My life was destroyed and I quite simply didn't want to live it anymore.
My discharge letter said Cauda Equina Syndrome caused by failure to act on red flag symptoms. Slowly it dawned on me that I wasn't going to get better.
Around this time my dh's ex also became chronically ill, had to give up work and there was lots of pressure on the kids, they took it out on me. Those poor kids were constantly dialling 999 because they were convinced (by her) she was dying, she was never once taken to hospital and had every medical test and scan invented. Not a night in hospital, no diagnosis and finally this year her now adult children have finally accepted that the only problem she has is a psychological one. It's bloody tragic.
2010 was the year from hell - a repeat admission to the spinal unit on 02/06/10 because I started to lose the feeling in my left arm. My friends stopped visiting, I was always asleep, I slept in 20 minute cycles, sleep wake up rinse and repeat. I was transferred to a rehabilitation unit and finally went home on 13/08/10. My eldest daughter gave birth to her second DD but I couldn't go and be with her.
By now I had a Solicitor who specialises in Cauda Equina, he has become a close friend.
More surgery was mentioned, I wasn't keen. Youngest DD got a music scholarship to a boarding school for sixth form. Half a term in the police arrived on my doorstep to tell me that one of her music teachers had been arrested and they had evidence that she was one of seven girls he had sexually abused. No wonder she wanted to get away, it happened when her mummy was in hospital, if I ever see that man in the street in years to come I will rip him apart with my bare hands.

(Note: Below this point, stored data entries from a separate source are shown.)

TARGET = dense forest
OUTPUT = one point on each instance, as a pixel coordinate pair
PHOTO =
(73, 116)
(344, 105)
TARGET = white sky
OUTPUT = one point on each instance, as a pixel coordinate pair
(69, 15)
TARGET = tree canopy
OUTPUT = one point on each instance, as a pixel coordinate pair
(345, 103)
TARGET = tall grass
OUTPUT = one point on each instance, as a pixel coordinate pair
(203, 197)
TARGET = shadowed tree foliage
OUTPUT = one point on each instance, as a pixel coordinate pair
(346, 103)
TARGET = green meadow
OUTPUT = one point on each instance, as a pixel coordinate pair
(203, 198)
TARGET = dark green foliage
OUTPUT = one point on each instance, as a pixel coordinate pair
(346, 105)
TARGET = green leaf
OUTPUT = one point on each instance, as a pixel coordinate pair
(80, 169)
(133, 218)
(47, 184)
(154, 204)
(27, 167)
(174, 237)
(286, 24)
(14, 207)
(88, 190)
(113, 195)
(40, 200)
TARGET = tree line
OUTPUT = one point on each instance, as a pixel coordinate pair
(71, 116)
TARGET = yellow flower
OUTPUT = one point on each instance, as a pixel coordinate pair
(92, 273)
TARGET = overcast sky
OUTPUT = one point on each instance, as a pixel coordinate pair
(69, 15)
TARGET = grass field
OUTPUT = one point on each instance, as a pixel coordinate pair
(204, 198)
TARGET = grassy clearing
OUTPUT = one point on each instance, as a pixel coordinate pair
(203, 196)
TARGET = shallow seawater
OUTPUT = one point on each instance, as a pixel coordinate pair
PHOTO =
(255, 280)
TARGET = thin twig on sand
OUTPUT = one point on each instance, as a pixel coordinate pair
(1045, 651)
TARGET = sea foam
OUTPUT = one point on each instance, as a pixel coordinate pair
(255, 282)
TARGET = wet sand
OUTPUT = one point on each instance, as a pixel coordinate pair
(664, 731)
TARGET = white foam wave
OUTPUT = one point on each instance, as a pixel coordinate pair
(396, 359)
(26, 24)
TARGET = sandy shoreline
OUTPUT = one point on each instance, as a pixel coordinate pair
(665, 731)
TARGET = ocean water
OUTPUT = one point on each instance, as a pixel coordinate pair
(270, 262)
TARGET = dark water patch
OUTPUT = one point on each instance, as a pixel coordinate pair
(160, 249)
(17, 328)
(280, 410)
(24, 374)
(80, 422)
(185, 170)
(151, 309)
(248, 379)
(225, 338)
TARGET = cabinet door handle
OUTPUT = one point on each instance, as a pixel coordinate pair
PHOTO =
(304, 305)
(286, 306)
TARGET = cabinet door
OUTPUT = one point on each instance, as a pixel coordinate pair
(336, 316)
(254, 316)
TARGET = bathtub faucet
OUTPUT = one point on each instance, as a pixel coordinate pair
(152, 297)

2011 our first dgs was born and my son and his partner had moved closer to us to help. My DD travelled from NZ with her seven month old and toddler alone to see me. It was a disaster, she wasn't prepared for the shock and reality of how broken I was and she fell out with everyone. She was suffering from pnd and needed her mum, I will take that guilt to my grave.
2011 I was also diagnosed with suicidal depression, there were carers, they helped me dress and wash and were pretty shit.
There were three admissions to hospital with pneumonia each time it was blamed on me taking too much morphine - I hadn't.
2012 my father died but I didn't really care, we had no relationship it's very sad. My second eldest son was diagnosed with MS, it had taken him almost two years to tell me, I tried to kill myself twice.
My consultant left for another hospital and handed me on to the one who still looks after me today. He persuaded me to have a fresh MRI scan, told me he was sorry, that meant so much. The MRI showed healed fractures at C4/5/6/7 and bone fragments sitting next to my spinal cord. I had surgery a few days later, bones re broken and internal fixaters put in. It was confirmed that my neck was broken and could be clearly seen on the original scan unfortunately I was outside the four year negligence claim period. It meant dick shit consultant got away with that. Once again there were breathing problems post surgery.
2013 utter shit, pneumonia, chest infections and still the fucking 20 minute sleep cycles. The only good bits were my clinical negligence claim settled, another grandson arrived. By now I had carers with me all day everyday basically on suicide watch. My step children told there dad he would be better off without me and he should divorce me, it broke his heart. I would have happily let him go, I had no interest in anything. The only good thing was a respiratory physio saw me and told me most of my chest muscles were inactive, I was only breathing into the top two inches of lung, she left me with a lung volume recruitment bag that I could use to fully inflate my lungs, she suspected I was unable to clear carbon dioxide but no tests were ordered. It did transform my life, I was awake more, I could do things and did experience a little bit of joy.
2014 we moved out of our house for almost ten months while it was adapted for my needs, I love my home. Things with my step children were intolerable, they no longer spoke to me even when dh was around, when he wasn't they were hurtful.
Exhausted now - if anyone wants me to continue do let me know.